The marine hull and machinery market remains highly competitive despite mounting technical and geopolitical pressures, according to recent analysis from Gallagher Specialty.
Higher asset values, an aging fleet and inflation in repair costs are weighing on underwriters even as pricing competition persists.
Global hull premiums rose 3.5% in 2024 to US$9.67 billion, while fleet values increased 4% to US$1.54 trillion, according to IUMI data cited in the report. The average fleet age now exceeds 22 years, reflecting in part elderly tankers in shadow fleets moving sanctioned cargo and a strong tanker market that has delayed scrapping.
Aging machinery is a key concern as inflation in steel, labour and yard costs lifts the severity of damage and total loss claims.
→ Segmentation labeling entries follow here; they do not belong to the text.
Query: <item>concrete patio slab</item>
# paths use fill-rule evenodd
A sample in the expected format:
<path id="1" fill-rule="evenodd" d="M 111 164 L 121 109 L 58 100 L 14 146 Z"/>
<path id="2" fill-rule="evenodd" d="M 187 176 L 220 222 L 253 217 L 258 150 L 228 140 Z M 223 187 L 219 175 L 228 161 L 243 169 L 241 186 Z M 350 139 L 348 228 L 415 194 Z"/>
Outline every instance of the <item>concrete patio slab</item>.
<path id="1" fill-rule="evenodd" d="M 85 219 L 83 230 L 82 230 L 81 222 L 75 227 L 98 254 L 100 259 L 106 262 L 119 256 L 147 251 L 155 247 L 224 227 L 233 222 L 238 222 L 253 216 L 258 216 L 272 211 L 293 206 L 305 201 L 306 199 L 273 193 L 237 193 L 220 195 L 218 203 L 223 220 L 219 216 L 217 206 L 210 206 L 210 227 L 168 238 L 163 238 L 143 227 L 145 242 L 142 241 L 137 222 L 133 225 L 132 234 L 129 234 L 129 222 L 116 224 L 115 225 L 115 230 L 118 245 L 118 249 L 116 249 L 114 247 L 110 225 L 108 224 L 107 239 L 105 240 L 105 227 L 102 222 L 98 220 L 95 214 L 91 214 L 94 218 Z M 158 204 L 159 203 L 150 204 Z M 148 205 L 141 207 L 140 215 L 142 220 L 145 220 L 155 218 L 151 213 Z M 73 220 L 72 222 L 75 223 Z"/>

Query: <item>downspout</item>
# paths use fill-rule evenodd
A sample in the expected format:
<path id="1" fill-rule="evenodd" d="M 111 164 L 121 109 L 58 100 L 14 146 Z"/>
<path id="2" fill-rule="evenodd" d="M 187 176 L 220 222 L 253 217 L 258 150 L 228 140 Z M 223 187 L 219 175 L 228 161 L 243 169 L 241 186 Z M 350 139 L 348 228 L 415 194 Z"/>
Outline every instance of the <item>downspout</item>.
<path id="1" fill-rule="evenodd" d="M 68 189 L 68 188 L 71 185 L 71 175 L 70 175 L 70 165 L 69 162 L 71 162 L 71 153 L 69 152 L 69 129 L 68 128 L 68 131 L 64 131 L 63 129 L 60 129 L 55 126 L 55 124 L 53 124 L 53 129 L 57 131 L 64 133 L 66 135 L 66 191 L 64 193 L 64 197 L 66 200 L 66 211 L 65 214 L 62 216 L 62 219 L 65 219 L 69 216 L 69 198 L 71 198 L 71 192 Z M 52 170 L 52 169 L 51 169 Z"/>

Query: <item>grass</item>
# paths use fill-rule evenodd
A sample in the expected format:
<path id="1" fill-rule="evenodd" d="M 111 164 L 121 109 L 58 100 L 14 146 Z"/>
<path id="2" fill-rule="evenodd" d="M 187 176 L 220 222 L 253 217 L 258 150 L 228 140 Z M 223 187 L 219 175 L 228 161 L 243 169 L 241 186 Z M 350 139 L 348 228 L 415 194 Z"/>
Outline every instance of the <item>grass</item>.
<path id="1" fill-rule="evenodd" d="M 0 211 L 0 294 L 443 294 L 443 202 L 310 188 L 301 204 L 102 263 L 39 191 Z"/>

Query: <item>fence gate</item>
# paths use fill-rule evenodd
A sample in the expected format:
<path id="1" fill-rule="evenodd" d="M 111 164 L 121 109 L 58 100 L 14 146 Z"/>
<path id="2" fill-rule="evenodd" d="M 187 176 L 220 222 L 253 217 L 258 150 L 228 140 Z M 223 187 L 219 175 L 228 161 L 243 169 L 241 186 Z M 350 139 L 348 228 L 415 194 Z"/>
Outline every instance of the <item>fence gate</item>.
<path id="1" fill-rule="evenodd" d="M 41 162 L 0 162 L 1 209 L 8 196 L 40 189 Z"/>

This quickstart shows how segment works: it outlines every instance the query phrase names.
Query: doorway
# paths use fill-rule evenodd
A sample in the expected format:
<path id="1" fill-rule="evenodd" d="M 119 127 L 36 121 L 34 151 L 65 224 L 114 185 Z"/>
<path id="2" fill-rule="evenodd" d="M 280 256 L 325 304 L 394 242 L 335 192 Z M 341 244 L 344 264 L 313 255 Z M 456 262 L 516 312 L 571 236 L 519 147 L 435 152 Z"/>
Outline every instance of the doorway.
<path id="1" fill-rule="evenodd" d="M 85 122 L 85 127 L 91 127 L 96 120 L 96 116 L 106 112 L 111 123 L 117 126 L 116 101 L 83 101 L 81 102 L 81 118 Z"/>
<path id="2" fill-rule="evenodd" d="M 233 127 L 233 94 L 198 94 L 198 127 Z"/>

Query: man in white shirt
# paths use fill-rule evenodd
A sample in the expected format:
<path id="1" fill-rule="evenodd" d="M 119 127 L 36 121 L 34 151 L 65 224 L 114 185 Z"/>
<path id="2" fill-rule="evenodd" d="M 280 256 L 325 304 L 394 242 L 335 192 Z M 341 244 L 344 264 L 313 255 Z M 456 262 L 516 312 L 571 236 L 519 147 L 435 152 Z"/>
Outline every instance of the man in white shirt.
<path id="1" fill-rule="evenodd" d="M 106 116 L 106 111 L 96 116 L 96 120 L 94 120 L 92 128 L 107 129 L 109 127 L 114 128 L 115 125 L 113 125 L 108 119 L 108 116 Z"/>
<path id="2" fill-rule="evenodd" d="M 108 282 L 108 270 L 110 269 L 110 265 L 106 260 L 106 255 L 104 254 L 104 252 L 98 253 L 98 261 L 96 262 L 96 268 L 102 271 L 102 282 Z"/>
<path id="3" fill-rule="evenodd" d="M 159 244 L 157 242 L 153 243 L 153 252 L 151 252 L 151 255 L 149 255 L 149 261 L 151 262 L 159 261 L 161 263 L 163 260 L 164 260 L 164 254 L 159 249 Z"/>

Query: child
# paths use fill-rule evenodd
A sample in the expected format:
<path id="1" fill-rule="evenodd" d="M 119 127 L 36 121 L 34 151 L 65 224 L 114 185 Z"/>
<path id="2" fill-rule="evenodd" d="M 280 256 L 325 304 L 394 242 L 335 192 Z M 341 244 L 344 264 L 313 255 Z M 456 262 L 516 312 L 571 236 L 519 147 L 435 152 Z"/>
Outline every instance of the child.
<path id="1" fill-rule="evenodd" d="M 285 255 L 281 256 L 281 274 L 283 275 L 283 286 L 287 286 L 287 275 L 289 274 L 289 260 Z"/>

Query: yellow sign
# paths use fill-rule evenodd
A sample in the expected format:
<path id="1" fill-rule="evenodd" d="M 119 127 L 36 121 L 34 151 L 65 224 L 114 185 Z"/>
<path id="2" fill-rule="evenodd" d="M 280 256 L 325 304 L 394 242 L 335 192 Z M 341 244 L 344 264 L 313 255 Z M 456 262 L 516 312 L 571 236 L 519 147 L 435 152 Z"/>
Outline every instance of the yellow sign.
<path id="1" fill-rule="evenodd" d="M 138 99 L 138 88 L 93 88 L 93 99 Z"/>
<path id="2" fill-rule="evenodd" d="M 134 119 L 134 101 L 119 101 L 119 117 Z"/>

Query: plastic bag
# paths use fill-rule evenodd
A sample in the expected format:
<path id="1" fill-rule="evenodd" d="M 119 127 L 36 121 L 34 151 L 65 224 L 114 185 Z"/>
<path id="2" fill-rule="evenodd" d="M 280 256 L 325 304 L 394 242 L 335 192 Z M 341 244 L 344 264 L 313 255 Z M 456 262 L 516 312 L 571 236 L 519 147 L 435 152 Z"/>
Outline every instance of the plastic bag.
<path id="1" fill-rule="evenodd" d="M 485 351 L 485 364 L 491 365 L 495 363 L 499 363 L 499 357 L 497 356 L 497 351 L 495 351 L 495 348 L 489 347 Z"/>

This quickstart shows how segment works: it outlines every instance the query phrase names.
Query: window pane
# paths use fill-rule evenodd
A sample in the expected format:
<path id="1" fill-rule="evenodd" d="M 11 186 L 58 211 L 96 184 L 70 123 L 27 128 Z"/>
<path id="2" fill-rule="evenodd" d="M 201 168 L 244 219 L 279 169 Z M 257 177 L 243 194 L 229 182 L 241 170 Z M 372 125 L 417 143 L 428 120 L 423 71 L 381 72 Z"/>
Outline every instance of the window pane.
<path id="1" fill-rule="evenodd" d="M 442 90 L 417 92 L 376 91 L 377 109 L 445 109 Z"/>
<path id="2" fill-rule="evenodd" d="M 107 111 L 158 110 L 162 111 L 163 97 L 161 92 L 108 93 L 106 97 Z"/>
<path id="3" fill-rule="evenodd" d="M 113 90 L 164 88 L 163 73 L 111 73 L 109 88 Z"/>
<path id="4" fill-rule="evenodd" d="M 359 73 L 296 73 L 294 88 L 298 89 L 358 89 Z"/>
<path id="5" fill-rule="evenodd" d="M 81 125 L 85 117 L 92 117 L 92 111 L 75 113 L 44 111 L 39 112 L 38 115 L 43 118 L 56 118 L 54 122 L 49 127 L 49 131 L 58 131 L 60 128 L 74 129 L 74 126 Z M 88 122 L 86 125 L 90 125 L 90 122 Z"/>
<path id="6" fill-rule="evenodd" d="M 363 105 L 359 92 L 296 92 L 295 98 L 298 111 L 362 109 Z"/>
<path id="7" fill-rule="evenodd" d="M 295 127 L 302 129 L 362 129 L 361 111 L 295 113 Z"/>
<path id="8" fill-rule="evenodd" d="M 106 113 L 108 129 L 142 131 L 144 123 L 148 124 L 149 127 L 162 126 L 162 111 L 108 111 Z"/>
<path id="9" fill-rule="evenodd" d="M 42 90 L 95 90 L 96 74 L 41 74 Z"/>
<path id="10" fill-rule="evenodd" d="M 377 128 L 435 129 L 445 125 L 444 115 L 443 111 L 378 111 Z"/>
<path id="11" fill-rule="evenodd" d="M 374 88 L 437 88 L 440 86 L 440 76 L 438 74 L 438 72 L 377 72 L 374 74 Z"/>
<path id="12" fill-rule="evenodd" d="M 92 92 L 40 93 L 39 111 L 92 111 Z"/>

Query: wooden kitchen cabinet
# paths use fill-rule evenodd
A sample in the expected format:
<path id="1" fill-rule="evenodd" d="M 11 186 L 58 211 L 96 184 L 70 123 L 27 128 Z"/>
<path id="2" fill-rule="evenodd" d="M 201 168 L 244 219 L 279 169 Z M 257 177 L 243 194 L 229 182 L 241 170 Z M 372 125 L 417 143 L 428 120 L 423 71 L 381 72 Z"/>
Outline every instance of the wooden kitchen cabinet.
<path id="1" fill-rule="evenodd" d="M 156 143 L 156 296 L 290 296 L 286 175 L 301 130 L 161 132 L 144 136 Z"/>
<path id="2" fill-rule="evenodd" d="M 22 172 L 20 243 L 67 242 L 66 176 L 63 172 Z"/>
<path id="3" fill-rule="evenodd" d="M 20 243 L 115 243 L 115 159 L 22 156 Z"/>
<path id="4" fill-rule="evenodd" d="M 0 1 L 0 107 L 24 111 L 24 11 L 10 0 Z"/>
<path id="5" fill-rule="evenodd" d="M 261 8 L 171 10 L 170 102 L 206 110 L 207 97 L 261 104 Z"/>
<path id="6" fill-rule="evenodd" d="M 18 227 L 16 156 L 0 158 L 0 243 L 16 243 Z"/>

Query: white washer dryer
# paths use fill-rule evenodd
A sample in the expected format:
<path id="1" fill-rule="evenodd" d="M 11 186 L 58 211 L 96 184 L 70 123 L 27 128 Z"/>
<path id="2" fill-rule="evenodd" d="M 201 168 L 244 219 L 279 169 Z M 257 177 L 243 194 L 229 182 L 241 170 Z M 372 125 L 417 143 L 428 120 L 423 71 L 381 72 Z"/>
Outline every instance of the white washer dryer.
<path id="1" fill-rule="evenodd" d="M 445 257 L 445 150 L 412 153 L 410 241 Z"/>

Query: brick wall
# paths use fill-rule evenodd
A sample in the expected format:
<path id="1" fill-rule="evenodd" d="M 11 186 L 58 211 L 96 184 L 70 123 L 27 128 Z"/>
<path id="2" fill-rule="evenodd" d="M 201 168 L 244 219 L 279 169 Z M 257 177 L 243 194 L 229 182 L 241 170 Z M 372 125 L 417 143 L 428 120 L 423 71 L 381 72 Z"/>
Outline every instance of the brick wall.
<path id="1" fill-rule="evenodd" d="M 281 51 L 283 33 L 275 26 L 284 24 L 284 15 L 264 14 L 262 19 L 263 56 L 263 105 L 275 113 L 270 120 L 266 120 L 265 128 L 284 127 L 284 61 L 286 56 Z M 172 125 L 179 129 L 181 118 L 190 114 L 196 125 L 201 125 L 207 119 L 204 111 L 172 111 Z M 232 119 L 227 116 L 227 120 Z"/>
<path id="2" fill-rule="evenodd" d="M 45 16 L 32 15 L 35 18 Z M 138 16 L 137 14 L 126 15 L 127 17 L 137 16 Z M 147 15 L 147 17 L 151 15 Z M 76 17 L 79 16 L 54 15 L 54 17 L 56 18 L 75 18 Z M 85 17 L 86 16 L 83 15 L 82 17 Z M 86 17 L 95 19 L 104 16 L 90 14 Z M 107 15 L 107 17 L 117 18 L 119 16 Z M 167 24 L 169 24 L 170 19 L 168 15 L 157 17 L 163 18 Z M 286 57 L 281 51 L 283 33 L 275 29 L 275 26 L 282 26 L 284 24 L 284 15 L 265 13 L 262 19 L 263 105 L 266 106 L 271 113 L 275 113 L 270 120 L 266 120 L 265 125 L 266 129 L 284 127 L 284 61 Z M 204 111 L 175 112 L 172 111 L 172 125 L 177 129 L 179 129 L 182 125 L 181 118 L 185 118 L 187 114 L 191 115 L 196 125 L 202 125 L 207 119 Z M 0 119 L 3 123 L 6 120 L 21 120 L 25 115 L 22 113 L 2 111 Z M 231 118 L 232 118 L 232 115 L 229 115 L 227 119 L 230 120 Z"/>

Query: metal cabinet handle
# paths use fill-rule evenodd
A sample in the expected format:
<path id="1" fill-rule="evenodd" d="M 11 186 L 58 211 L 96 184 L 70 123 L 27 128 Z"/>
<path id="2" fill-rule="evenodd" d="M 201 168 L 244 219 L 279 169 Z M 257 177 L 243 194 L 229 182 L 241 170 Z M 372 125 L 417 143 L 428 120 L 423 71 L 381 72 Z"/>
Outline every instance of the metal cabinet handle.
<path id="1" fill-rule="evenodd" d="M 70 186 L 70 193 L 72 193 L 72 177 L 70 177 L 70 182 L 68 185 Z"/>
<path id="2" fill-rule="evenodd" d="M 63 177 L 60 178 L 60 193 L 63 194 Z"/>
Gallagher noted that several vessels have been declared total losses this year, with detentions and disputes also generating claims outside traditional high-risk zones.
London remains the focal point for hull competition, with established carriers and MGAs pursuing growth across preferred vessel classes. New hull capacity from Cincinnati Global Syndicate 318 and K2 Rubicon is expected to keep competitive pressure elevated into 2026, leaving less-favoured segments facing continued rating strain.
The latest findings sit against a wider shift in marine risk, as conflict and political tensions force vessels to reroute around exposed corridors and lengthen voyages.
Market commentary this year has pointed to war risk premium rates on some routes rising from about 0.4% of a ship’s value to as high as 1%, alongside higher fuel and charter costs and growing focus on how an aging global fleet copes with longer, more complex trading patterns.
Major 2025 casualties in the Gallagher update include fires aboard MV Pumba in the Red Sea in July, Marie Maersk off West Africa in August and Grande Roma in the English Channel in October. The month-long grounding of Thamesborg in the Arctic in September was also cited as a significant event.
War risks remain volatile. A US-brokered Gaza ceasefire prompted the Houthis on Nov. 11, 2025, to conditionally suspend Red Sea attacks and lift their blockade of Israeli ports, allowing more vessels to return to the route, but insurers view the stability as closely tied to continued ceasefire observance.
Somali piracy activity has resurfaced, with mothership-enabled approaches and the brief hijacking of the tanker Hellas Aphrodite, whose crew stayed safe in the citadel. While no casualties have been reported, Gallagher said kidnap-and-ransom premiums are rising in response to the threat environment.
In parallel, product design is evolving as brokers and insurers respond to overlapping war, terrorism, political risk and cargo exposures on key routes.
Some markets are turning to combined facilities that bundle cargo with war, terrorism and political risk in a single package, supported by the use of defined breach zones to signal when additional war-risk terms and pricing apply as ships enter designated high-risk areas.